There are many fans over the years that have speculated the possibility and wondered at whether it would ever materialize that a new incarnation of the Doctor would ever be female. Joanna Lumley from Absolutely Fabulous had a shot in the slightly non-canon, Steven Moffat-written Curse of the Fatal Death back in 1999, also starring Rowan Atkinson as a probable Ninth Doctor. Neil Gaiman settled the debate as to whether Time Lords could regenerate into the opposite sex in Series 6’s The Doctor’s Wife, with dialogue establishing that The Corsair had indeed regenerated into a girl at some stage.
So it seems possible, even plausible, that the Steven Moffat showrunner era of Doctor Who could be riding towards the eventual rise of a female Doctor Who incarnation — something absolutely embraced with this issue of the comic series where Amy Pond is the Doctor and the Doctor is Amy Pond. And I have to say, it’s pretty damn sexy seeing Pond in a bow tie — pardon my geek persuasions! (Also, for persons of the other or both persuasions, there’s an awesome Rory kissing Doctor scene that even Captain Jack Harkness would be impressed with).
Possibly set between the events of Series 5 and Series 6, the tale also recalls elements from both the classic and modern Doctor Who television show, with a few references here and there to Ice Warriors, Rory’s 2,000-year role as the guardian of the Pandorica and much more. The artwork in this comic, as mentioned in my previous review of issue #9, is generally fluid but angular, in some cases minimal, calling on specific styles based on the needs of the plot at particular moments. The accurate likenesses are absent here as well, which is not such a big deal in the long run, because the art continues to serve to story well.

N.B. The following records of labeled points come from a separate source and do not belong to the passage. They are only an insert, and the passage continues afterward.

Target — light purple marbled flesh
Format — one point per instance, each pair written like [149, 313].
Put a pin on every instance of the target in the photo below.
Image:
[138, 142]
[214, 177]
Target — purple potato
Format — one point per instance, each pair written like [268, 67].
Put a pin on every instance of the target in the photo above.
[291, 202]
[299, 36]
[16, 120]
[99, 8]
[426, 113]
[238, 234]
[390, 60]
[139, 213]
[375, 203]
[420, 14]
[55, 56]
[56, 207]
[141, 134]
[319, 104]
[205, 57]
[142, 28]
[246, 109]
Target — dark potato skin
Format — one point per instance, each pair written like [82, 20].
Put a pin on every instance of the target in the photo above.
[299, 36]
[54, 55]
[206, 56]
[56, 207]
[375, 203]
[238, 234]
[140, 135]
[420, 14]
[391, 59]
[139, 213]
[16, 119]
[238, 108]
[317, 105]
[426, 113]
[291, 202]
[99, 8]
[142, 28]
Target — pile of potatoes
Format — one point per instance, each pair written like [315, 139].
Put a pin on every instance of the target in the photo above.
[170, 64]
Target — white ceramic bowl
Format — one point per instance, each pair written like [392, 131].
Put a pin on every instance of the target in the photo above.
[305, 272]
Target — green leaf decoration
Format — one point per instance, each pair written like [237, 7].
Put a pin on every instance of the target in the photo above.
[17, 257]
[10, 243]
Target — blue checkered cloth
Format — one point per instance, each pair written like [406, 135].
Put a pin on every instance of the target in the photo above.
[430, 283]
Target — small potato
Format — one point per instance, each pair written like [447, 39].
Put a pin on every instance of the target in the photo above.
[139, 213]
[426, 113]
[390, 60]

Having said that though, for some end I could not decipher, I found that aspect more detracting in #11 than #9, and could not really see or find any elements that hearkened back to the comic book years of Classic Doctor Who that we had seen homages to in recent chapters. Perhaps new-to-this-issue artist Matthew Dow Smith is attempting to bring in his own flavor and style to the series, and far be it from me to criticize him for this, I do find myself missing those elements I previously posted about.
A few years back, there was a wonderful comic story of Doctor Who called The Lodger. It was quite popular, and eventually was adapted into the television episode of the same name, with Matt Smith as the Doctor, and James Corden as Craig Williams. Whilst reading this adventure, I couldn’t help but wish and hope that Moffat would take this story and adapt it into an episode for Series 7 or 8. The concept of Matt Smith having to act like Amy Pond, and Karen Gillan having to perform like the Doctor would be a spectacle to see on-screen — and it would also provide both actors with something different to do for a change.

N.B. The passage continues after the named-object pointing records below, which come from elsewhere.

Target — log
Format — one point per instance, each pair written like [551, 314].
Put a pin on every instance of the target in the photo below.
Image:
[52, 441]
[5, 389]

And that speaks miles of credit to the writing of Tony Lee in this issue. If you find yourself craving that the comic media you’re reading was actually in the media form the franchise originated from, you know you’re on a winning tale. As crisis after crisis unfolds in the story, our characters find themselves faced with some ethical ambiguities and problems that would also work extremely well in the television format.